Avouons-le humblement : nous avions oublié l’existence de cet enregistrement d’Orfeo ed Euridice et c’est avec plaisir que nous l’avons redécouvert. En 1965, date de sa réalisation dans les studios romains de RCA, ce projet était de toute évidence novateur puisqu’il tentait de redonner vie à cette partition, dans un esprit « baroque ». Douze ans après la mort de Kathleen Ferrier qui s’était emparée du rôle, la proposition du chef italien Renato Fasano était « avant-gardiste », celui-ci choisissant pour l’occasion non pas un grand orchestre classique, mais une formation réduite capable de s’apparenter aux sonorités et au jeu des instruments anciens. Nos oreilles ont depuis eu la chance d’être éduquées, la révolution baroque ayant transformé nos préjugés et fini de convaincre les plus réticents, même si l’on peut continuer d’admirer les visions de Monteux (RCA 1955), Rosbaud (Philips 1956), Karajan (Salzbourg 1959), ou Solti (Decca 1969).
Si Renato Fasano peut passer pour un précurseur, sa contribution demeure modeste : son orchestre dégraissé répond cependant davantage aux exigences baroques que celui de Vaclav Neumann à la même époque pour EMI (un compact Gewandhausorchester Leipzig ) et le tissu orchestral allégé, accompagne les voix sans les écraser ou tenter de rivaliser avec elles. Chaque tableau est différencié pour suivre l’éprouvant voyage d’Orfeo contraint pour rejoindre sa bien-aimée, de se rendre aux Enfers avant de retrouver des territoires plus avenants. D’une poésie singulière et d’une extrême originalité, la partition de Gluck donne parfois le sentiment d’être inutilement secouée, le tempo subissant des variations que l’on qualifiera d’audacieuses, qui perturbent l’ordonnancement interne de l’œuvre, sans pour autant les dénaturer. Généralement lentes, mais jamais aussi pesantes que celles dirigées par Neumann dans la gravure concurrentielle avec Grace Bumbry (Emi), les scènes narratives, calmes ou méditatives sont maîtrisées, même si celles-ci sont souvent interrompues par des parties dédiées aux ballets très éruptives, comme pour déstabiliser l’auditeur ou produire de purs effets : mais après tout d’autres chefs, comme Minkowski, cultiveront quelques années plus tard cette tendance, pour le plus grand bonheur de certains….

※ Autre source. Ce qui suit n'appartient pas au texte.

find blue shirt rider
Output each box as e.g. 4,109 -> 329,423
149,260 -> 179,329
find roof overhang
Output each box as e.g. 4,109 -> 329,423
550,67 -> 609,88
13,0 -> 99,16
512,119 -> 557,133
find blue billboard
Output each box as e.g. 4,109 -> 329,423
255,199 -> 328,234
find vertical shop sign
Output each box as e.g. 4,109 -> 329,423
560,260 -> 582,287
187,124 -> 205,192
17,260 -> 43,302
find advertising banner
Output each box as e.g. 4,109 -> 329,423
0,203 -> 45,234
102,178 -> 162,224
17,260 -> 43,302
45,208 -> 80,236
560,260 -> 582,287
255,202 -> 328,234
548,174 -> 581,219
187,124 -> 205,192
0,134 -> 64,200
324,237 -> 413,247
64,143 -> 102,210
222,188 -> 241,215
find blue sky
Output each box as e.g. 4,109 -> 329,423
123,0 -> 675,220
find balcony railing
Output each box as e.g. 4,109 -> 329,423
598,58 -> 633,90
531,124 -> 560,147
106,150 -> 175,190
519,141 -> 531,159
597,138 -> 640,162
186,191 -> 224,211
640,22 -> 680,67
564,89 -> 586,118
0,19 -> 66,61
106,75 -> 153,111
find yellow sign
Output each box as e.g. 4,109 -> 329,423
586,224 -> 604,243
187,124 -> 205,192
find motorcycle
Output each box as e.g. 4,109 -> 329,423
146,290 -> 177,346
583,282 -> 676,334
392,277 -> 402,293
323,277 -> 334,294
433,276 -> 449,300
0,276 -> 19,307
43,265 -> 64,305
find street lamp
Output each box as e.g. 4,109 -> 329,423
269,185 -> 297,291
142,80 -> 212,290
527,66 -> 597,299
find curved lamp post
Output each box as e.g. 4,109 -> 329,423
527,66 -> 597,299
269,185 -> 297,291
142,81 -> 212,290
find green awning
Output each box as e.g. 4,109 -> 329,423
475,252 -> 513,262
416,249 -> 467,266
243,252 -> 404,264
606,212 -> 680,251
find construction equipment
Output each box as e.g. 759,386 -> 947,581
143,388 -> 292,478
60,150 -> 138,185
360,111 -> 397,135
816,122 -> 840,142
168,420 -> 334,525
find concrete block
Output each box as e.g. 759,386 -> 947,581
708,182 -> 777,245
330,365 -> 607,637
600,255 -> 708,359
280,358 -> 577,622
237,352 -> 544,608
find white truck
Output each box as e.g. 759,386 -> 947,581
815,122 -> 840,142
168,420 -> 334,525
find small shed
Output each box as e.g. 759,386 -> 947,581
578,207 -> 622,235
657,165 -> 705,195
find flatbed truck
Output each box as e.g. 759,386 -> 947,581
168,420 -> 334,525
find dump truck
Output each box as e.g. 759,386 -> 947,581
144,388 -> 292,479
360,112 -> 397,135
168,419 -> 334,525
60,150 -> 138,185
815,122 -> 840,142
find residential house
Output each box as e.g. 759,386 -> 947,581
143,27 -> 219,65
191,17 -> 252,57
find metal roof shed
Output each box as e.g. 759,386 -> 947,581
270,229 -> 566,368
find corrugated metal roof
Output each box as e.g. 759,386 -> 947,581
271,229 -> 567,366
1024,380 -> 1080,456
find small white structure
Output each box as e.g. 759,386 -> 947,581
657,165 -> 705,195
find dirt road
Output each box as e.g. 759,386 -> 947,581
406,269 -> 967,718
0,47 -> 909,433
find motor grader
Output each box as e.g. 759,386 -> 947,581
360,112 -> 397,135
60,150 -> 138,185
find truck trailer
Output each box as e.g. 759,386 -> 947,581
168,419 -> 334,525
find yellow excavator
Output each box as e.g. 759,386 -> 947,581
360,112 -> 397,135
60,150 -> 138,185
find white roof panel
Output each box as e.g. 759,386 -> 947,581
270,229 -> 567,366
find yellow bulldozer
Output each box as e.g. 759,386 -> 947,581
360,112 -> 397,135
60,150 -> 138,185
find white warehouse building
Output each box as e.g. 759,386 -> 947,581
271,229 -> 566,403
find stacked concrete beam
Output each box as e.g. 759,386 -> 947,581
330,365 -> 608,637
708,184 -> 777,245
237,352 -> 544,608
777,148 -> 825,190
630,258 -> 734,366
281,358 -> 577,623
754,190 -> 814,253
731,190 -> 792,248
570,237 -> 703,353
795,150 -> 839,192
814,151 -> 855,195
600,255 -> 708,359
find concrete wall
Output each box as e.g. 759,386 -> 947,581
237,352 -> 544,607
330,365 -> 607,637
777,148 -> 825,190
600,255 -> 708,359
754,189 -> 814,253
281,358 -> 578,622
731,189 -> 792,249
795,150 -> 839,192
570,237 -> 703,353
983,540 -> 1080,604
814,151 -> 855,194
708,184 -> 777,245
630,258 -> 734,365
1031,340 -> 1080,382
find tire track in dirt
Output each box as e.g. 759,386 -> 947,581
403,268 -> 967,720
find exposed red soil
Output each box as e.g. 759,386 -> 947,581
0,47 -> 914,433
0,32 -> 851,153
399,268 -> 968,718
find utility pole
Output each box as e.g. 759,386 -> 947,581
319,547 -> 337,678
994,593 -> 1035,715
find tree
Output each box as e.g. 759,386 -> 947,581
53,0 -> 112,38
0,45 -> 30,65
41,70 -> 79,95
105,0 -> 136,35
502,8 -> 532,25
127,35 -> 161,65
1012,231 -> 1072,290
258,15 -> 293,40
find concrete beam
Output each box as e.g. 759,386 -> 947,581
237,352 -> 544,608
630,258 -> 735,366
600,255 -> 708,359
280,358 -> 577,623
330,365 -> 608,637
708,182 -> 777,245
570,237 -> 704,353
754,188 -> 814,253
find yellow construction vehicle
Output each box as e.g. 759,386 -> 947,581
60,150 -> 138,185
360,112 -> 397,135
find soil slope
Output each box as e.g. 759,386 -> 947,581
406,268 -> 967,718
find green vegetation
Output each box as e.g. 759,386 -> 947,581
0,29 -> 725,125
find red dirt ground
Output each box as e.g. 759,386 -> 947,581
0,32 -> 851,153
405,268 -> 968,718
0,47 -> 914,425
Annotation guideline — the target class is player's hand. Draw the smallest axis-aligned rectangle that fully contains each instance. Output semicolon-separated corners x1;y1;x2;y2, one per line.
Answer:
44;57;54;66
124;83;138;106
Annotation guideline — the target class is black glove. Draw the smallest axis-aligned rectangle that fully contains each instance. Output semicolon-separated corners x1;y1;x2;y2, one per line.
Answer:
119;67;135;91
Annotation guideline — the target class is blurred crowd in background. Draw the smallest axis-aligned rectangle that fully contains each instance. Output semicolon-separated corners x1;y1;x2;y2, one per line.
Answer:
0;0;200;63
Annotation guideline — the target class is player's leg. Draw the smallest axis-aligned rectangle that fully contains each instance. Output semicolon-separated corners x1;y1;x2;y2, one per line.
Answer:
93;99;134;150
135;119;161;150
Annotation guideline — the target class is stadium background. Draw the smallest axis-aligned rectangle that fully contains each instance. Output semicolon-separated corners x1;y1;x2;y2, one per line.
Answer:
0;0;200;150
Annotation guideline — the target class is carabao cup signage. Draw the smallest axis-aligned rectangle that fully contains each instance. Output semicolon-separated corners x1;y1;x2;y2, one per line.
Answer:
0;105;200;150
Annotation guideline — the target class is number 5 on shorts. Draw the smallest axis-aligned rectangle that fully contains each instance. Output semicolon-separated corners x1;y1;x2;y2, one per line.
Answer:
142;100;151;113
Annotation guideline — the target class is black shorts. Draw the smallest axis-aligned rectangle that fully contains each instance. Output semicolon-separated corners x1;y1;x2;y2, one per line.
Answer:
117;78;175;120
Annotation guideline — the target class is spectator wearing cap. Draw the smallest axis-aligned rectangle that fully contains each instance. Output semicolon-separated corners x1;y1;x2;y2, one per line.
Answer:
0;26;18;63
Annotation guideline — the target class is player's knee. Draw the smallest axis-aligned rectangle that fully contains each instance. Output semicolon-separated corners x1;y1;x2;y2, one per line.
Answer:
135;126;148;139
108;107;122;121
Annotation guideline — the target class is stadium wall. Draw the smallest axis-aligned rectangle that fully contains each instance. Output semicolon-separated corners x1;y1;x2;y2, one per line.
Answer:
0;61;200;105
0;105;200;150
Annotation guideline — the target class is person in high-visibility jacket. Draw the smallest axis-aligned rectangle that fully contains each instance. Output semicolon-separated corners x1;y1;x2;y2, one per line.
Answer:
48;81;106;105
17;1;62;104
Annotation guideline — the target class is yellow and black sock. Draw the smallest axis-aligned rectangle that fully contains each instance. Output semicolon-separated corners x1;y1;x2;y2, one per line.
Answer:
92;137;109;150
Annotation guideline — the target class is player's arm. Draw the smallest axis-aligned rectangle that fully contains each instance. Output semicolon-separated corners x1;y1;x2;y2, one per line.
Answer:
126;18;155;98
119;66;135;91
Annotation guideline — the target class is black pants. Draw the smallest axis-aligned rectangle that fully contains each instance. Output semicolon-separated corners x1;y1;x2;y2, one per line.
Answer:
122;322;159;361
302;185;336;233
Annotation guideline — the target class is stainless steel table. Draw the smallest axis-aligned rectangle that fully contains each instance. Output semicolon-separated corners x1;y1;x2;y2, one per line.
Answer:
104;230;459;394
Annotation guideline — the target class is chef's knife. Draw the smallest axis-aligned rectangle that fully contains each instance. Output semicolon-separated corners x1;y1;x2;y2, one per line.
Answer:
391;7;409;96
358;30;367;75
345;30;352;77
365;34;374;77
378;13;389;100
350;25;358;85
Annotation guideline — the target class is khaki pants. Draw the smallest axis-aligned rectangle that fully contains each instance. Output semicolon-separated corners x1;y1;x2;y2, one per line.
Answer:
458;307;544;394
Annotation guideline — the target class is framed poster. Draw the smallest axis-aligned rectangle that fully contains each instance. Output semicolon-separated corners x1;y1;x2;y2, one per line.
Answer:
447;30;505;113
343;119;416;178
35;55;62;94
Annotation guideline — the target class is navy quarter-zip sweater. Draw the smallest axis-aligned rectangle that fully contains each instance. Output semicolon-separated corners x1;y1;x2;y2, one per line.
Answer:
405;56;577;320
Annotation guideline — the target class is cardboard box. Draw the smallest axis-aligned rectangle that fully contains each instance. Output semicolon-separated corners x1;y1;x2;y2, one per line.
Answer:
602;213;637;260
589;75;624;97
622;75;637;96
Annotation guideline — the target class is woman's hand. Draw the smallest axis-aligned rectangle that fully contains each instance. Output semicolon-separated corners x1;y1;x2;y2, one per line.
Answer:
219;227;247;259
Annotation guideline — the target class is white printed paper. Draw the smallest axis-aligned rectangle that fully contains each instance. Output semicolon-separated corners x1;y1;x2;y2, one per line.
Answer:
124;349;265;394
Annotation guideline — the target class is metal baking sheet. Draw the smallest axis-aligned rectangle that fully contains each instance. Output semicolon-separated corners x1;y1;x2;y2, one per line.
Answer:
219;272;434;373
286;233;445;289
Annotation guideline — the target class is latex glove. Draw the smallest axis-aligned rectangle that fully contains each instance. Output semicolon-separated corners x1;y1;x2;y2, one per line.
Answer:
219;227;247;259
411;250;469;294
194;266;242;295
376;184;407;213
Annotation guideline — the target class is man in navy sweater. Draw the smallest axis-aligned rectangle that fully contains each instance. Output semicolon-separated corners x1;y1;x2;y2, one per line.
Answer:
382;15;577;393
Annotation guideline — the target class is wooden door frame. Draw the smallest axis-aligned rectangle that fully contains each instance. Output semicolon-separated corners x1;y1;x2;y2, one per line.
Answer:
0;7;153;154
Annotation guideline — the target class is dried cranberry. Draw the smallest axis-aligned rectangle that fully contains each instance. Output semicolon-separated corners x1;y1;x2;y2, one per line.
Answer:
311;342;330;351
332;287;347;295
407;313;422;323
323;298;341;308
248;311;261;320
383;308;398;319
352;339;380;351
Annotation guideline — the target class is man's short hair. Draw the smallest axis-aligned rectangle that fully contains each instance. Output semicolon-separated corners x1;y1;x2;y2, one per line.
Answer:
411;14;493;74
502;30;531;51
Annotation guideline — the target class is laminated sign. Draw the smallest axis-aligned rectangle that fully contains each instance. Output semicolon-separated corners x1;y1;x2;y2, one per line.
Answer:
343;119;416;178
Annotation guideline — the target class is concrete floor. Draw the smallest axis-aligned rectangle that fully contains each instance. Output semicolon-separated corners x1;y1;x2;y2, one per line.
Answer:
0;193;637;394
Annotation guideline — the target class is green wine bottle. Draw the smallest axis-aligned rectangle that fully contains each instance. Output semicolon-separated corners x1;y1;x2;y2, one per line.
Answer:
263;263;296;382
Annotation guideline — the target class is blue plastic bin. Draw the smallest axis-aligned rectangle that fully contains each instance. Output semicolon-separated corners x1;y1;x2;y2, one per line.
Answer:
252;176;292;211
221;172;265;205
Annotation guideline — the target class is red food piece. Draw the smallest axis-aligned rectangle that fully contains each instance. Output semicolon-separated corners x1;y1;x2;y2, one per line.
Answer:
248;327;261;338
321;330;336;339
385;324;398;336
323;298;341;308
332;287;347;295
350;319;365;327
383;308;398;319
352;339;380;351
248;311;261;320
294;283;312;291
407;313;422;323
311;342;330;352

Alors à l’orée d’une grande carrière, Shirley Verrett est un fort séduisant Orfeo, au profil racé et androgyne, tandis que sa voix sombre aux reflets mordorés, rugueuse par moment, modelée à d’autres est tout sauf monotone. Moins voluptueuse et virtuose que celle de Marilyn Horne qui campera un des plus saisissants Orfeo cinq ans plus tard sous la baguette de Georg Solti, Verrett captive par son interprétation vibrante et fouillée qui culmine dans un « Che faro senza Euridice » mouillé de larmes, d’une très grande beauté. Trop star, Anna Moffo passe un peu à côté du rôle délicat d’Euridice, qu’elle aborde de haut, sûre de son magnétisme et de son aura, mais qu’elle donne l’impression de survoler, sans mettre de sa personne, trop absente pour être concernée. C’est d’autant plus regrettable qu’à cette période l’instrument possède encore cette chair et ce moelleux qui disparaîtront très rapidement pour ne laisser échapper que métal et stridences prématurées dans l’aigu. Judith Raskin est une erreur de casting, son Amore rabougri et convenu, sans le moindre allant donnant des envies de meurtre. Un peu trop bruyants, quasi hollywoodiens, les membres du Chœur Polyphonique de Rome, dirigés par Nino Antonellini auraient mérité plus d’égards, leur constante sauvagerie irritant parfois nos tympans, mais l’ensemble demeure de belle tenue.